According to studies, we are the loneliest society in history. This is a direct result of the lifestyle created by post-globalization, which deprives us of physical and emotional human contact and fuels our growing sense of isolation, alienation, and depression.
As a space where thousands of people cross paths each day without interacting, where crowds of anonymous faces flow by in never-ending streams, underground transportation networks are a living symbol of the contemporary human experience.
In the words of Marc Augè, subway systems and other non-places create “a collectivity without festival and solitude without isolation.”
Although the photographs are shot in specific cities—Barcelona, Paris, Rome, and others—each image could be anywhere, simultaneously depicting both everywhere and nowhere due to the unreal nature of our post-global spaces.
In StairMaze, a photo collage creates a labyrinth of endless escalators peppered with people facing different directions.
In 289 Steps, stop motion photography carries the viewer backwards through a busy corridor.
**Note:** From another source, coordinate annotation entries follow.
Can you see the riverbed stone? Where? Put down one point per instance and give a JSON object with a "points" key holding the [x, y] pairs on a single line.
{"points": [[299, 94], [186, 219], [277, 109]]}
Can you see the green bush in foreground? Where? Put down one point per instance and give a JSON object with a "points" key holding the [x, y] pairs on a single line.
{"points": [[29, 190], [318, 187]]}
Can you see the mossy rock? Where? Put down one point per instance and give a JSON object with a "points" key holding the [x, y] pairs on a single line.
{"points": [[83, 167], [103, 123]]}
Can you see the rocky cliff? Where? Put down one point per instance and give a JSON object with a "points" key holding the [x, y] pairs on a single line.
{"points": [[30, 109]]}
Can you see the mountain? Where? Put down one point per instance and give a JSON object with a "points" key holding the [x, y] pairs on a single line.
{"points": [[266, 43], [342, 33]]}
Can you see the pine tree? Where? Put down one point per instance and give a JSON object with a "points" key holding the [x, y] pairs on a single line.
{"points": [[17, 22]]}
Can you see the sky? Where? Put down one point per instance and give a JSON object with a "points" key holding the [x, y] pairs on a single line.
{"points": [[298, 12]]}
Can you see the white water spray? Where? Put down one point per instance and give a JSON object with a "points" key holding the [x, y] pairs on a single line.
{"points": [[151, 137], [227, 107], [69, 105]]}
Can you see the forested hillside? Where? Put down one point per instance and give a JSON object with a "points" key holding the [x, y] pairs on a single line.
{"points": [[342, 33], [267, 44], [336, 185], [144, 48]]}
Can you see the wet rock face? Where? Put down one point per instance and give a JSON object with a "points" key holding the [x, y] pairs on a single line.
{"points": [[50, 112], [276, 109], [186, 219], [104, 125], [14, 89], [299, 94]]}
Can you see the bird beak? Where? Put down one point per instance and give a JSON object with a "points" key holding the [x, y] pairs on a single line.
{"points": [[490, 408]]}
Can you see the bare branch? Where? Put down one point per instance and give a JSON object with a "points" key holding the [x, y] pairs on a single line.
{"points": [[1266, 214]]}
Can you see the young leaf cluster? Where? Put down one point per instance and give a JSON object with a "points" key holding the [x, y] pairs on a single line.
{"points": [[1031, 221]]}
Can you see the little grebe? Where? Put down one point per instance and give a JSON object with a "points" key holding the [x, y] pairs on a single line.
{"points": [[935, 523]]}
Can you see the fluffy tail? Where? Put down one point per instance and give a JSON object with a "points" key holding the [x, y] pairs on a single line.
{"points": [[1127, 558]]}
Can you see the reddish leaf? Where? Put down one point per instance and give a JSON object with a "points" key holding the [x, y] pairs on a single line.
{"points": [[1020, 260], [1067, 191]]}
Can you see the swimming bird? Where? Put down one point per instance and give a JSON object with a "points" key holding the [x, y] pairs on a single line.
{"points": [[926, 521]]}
White noise, human voices, wind chimes and repetitive chords intermingle in a hypnotic underground soundscape.
In these depictions, individual identities dissolve into the hurried crowds. Travelling on fixed paths, there is no freedom for self-expression or original behaviour. Humans devolve into anonymous automatons, destined or doomed to repeat the same journeys over and over and over in a perpetual cycle of alienation.
The project has been presented in various formats and contexts: as a zine created and published in collaboration with Elisava, Barcelona, in 2025; exhibited at El Saló, Can Basté, Barcelona, in 2024; and also shortlisted by Snapp Collective the same year.